Understanding the Kaggle dataset posed initial challenges, particularly in interpreting terms like Corruption Perceptions. A notable anomaly emerged as countries with the highest happiness scores and elevated values in other variables exhibited unexpectedly high corruption values. To resolve this inconsistency, I conducted a thorough verification process using the World Happiness Report's official page—the dataset's primary source. The investigation clarified that variables represented contributions to the Happiness Score, not absolute measures. In the case of Corruption Perceptions, higher values indicated a lack of corruption, contributing positively to happiness in countries with higher happiness scores
Project Time Constraints

The project encountered challenges in navigating the vast possibilities within the data. Despite the desire to delve deeper into regional aspects and variations, time constraints mandated a focused approach.

Final Words

In the World Happiness Report project, my journey through the realms of data analytics was both enlightening and with surprises.

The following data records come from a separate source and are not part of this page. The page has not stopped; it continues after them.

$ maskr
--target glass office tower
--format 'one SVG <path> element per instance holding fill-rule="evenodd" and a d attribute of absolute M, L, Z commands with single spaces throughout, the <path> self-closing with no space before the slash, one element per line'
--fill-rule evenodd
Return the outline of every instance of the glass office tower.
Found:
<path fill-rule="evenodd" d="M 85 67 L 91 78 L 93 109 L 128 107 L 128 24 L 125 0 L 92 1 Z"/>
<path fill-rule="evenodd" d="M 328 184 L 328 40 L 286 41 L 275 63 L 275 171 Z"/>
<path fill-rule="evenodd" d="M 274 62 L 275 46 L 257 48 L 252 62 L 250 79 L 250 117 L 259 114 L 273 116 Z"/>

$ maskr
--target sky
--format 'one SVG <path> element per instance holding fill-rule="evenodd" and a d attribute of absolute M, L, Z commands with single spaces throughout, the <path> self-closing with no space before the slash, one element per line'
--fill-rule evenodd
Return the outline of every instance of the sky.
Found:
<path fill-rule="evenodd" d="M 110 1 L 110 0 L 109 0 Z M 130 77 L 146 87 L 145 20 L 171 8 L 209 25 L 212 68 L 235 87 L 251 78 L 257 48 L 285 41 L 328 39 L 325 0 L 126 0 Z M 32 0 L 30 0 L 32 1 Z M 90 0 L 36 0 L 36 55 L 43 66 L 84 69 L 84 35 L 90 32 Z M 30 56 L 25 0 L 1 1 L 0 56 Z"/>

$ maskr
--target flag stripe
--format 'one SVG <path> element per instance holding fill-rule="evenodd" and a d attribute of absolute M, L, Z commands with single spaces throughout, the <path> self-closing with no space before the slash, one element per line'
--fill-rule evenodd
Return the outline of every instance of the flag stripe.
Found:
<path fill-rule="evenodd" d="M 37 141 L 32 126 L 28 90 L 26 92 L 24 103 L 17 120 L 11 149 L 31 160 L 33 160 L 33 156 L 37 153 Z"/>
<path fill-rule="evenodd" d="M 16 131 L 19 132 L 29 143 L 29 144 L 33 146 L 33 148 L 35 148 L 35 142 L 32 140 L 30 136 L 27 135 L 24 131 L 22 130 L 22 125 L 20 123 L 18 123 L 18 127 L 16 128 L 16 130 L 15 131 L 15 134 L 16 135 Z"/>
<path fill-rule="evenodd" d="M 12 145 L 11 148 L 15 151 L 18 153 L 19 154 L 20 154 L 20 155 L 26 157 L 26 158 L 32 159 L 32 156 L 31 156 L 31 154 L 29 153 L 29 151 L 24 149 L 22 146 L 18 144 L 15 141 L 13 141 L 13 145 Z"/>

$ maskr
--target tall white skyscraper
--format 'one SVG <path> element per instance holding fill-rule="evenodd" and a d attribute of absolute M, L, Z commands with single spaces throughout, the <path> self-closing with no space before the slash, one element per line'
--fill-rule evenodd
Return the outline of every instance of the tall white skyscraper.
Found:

What surprised me was the nuanced relationship between happiness and GDP per capita. Initially, I expected a linear correlation, assuming that higher GDP per capita would consistently translate to higher happiness scores. However, the data challenged this assumption, revealing that the happiest countries don't consistently possess the highest GDP per capita. This unexpected finding underscores the complexity of factors influencing happiness.

The unexpected revelation was the profound versatility of Python, not only as a tool for visualization but as a robust platform for advanced analytics, embracing methods like regression analysis and k-means clustering. The experience enriched my understanding of data analytics, teaching me to navigate challenges, validate hypotheses, and communicate findings effectively through Tableau.

Summary

Moving forward, a multivariate exploration, employing techniques such as multiple regression, will provide a nuanced understanding of how combinations of these factors interact to influence happiness, ensuring a comprehensive analysis beyond GDP per Capita alone.

Exploring residual factors, with a focus on cultural, environmental, and political variables, to uncover additional influences on happiness beyond the primary variables considered in the World Happiness Report.